Karen Hackenberg is an extraordinary artist who lives in the state of Washington. With great honor and pleasure Manhattan Arts International presented her with The Healing Power of ART & ARTISTS Featured Artist Award in the Manhattan Arts International “HERStory 2017” curated art exhibition.
Her artwork was selected among more than 1,000 jpeg entries submitted by women artists around the world. She delivers powerful messages with consistent high quality artistic prowess about how we treat the world we inhabit. She is an artist who deserves international recognition for using her art to take a stand with confidence and conviction.
Her Watershed Series
When submitting her entries Hackenberg wrote, “In my painting series, ‘Watershed’, I take a light-hearted yet subversive approach to the serious subject of ocean degradation, presenting a tongue-in-cheek taxonomy of post-apocalyptic synthetic sea creatures. Painting and drawing traditionally with oil and gouache, I lovingly and meticulously craft images of monolithic beach trash in the seascape, metaphors for the magnitude of plastic debris in the world’s oceans.”
About her outstanding painting series, “Watershed”, she has written, “I take a light-hearted yet subversive approach to the serious subject of ocean degradation, presenting a tongue-in-cheek taxonomy of our new post-consumer creatures of the sea.”
Painting in a meticulous manner using oil and gouache, she embarks on her “lovingly crafting beautiful images of conventionally ugly beach cast-offs, and aiming to create provocative visual juxtapositions of form and idea.”
Hackenberg explains, “The ‘Watershed’ paintings are inspired by the incongruity of the man-made detritus found washed up on the otherwise pristine shores near my Discovery Bay WA studio; the plastic shards and PETE water bottles, plastic bags, the mismatched running shoes, the foggy plastic water bottles, the throw-away lighters, the frayed lengths of nylon rope, the spent shotgun shells, to name but a few. I collect this local flotsam as it bobs in on the waves from far and near, and with my ear to the sand for a close view, I pose and photograph it on the beach where it stands. The resulting seascape compositions depict the beach trash as monolithic, thereby providing a visual metaphor for the overwhelming magnitude of the issue of marine debris.”
Born in New Jersey and raised in rural Connecticut, the artist developed her first connections to the natural world on the shores of Long Island Sound. She went on to earn her BFA in painting from the Rhode Island School of Design. When she graduated, she moved to the western part of the U.S.
While living in the San Francisco Bay Area Hackenberg worked in architecture and ecological textile design where she began to develop her unique juxtaposition of man-made shapes and natural forms. Fifteen years later she moved to the Pacific Northwest, and currently resides along the shoreline of Discovery Bay near Port Townsend, Washington.

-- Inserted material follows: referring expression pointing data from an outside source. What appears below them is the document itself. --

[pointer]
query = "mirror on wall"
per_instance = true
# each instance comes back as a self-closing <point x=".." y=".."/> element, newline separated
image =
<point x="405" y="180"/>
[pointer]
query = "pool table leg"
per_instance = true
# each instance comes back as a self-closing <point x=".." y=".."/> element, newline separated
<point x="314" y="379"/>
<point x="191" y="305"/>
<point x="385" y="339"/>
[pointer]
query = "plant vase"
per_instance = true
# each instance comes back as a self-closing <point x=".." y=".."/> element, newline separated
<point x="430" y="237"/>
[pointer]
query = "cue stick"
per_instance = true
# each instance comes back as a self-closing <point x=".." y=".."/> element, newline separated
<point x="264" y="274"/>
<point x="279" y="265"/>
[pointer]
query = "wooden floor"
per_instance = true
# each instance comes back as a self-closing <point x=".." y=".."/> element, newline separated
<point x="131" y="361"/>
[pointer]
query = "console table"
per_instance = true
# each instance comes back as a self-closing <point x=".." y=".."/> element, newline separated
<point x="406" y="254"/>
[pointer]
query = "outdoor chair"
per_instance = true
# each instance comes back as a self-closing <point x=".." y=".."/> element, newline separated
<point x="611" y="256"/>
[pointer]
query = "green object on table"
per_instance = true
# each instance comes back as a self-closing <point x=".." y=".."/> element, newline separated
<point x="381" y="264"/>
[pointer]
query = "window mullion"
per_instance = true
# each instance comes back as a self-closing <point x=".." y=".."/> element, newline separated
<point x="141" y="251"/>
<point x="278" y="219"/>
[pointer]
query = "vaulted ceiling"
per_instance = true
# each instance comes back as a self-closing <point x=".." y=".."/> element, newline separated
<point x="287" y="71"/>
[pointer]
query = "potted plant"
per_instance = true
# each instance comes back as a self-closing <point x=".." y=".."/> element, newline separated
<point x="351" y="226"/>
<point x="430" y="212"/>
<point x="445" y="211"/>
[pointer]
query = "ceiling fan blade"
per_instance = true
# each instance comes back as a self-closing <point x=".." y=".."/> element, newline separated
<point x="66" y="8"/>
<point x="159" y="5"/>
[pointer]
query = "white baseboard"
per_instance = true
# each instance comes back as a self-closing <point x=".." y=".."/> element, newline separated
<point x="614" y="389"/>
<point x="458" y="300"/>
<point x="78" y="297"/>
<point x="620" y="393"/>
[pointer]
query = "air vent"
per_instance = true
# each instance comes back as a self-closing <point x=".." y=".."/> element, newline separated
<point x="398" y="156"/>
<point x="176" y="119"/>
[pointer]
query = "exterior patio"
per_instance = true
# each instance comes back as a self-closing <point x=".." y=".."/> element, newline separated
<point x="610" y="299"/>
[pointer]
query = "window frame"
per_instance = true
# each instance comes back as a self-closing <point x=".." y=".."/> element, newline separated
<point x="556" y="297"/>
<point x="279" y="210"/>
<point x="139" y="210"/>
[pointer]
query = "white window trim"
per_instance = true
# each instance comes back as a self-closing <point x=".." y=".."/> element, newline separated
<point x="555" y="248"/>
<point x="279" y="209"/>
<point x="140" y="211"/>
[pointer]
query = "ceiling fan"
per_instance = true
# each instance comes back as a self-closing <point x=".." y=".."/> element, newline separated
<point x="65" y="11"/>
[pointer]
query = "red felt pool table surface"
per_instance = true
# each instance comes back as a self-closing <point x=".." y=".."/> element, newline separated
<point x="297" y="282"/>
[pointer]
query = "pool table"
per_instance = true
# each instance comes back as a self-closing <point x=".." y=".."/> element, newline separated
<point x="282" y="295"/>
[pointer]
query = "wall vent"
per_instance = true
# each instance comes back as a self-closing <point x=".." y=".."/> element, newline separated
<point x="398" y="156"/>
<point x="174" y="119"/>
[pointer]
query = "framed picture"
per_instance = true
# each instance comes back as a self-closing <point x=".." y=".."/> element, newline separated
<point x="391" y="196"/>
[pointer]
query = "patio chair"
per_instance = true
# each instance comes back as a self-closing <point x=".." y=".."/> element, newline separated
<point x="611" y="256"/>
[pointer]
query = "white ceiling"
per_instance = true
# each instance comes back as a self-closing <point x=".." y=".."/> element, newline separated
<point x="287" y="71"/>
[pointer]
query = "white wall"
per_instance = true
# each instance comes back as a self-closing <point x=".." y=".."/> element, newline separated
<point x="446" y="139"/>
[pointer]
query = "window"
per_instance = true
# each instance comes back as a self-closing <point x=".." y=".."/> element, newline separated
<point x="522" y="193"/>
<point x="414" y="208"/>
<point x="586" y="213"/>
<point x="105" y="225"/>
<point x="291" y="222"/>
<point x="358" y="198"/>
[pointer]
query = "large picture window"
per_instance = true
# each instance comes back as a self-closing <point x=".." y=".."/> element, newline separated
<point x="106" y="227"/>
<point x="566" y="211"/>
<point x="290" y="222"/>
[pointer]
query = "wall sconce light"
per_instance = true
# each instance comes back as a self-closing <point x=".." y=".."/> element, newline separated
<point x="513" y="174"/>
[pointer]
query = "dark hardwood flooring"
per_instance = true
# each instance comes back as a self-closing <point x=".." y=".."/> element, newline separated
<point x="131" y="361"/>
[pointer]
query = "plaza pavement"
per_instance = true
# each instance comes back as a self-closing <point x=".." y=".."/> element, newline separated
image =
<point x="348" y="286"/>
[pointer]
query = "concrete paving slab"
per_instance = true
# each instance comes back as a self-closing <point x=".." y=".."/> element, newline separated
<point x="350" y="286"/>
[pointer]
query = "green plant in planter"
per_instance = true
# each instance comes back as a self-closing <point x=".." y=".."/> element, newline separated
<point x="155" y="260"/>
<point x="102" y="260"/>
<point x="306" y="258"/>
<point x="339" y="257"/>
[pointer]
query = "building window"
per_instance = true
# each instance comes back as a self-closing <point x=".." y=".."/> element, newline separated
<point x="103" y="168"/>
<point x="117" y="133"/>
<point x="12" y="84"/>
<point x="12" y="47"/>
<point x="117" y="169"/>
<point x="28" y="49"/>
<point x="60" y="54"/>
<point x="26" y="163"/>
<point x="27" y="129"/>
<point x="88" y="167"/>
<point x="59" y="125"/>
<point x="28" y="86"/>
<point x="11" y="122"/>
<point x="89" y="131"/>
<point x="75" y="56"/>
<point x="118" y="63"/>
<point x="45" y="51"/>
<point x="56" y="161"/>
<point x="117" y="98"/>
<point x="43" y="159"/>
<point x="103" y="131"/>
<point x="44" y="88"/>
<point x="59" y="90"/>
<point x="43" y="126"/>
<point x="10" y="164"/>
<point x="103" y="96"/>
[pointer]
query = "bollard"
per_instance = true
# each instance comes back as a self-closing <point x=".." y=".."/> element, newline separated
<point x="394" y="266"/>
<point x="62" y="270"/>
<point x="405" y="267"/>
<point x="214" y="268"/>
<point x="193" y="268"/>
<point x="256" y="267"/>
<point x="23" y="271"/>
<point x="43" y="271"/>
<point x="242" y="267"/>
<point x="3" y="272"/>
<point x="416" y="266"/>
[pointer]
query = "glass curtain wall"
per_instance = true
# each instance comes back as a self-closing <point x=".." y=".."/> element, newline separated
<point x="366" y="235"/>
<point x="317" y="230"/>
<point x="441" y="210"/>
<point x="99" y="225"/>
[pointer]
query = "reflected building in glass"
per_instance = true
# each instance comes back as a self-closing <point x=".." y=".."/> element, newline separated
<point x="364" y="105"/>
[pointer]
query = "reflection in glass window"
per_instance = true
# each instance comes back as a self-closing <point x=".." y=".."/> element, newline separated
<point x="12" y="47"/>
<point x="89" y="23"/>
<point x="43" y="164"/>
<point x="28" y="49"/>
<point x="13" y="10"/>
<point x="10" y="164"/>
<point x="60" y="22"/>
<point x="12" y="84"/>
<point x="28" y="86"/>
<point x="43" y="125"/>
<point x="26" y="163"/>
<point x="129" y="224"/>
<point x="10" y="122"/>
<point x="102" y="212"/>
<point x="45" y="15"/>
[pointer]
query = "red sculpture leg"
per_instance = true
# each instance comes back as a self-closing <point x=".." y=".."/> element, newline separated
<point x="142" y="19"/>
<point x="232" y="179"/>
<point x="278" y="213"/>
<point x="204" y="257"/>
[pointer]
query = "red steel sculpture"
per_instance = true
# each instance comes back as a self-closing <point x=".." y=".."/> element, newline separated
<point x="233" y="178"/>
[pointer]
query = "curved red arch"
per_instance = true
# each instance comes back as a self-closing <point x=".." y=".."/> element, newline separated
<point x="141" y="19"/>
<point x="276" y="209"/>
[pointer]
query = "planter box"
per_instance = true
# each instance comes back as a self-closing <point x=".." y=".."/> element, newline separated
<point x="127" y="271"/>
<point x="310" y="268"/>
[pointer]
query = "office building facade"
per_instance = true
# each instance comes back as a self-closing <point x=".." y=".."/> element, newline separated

Career Achievements and Accolades
Karen Hackenberg has exhibited extensively in museums and galleries around the Northwest and throughout the U.S., including an ocean-themed exhibition “Beneath the Surface: Rediscovering a World Worth Conserving” which took place at the American Association for the Advancement of Science headquarters in Washington DC. One of her one-person exhibitions took place at the Bainbridge Island Museum of Art, where she was interviewed by art critic Gary Faigin for a live-audience podcast.
The artist participated in a panel discussion on the topic of climate change along with fellow artists and prominent NOAA scientists as part of the “Neo-Naturalists” group exhibition at the Museum of Northwest Art.
Her artwork is included in many private collections and permanent public collections including the New York State Museum in Albany, New York and Providence Medical Center near Seattle, Washington. Five of her paintings were purchased for the Washington State Art Collection, and are also included in the Bainbridge Island Museum of Art.
Karen Hackenberg is a recipient of an Artist Trust (Seattle) GAP grant to turn her “Watershed” series into a limited edition bound book published by Marquand Editions and Paper Hammer.
One of the many artist residencies she has attended includes IslandWood: School in the Woods, where she develops her own artwork and shares her love of art and nature preservation with the children living in the Seattle area.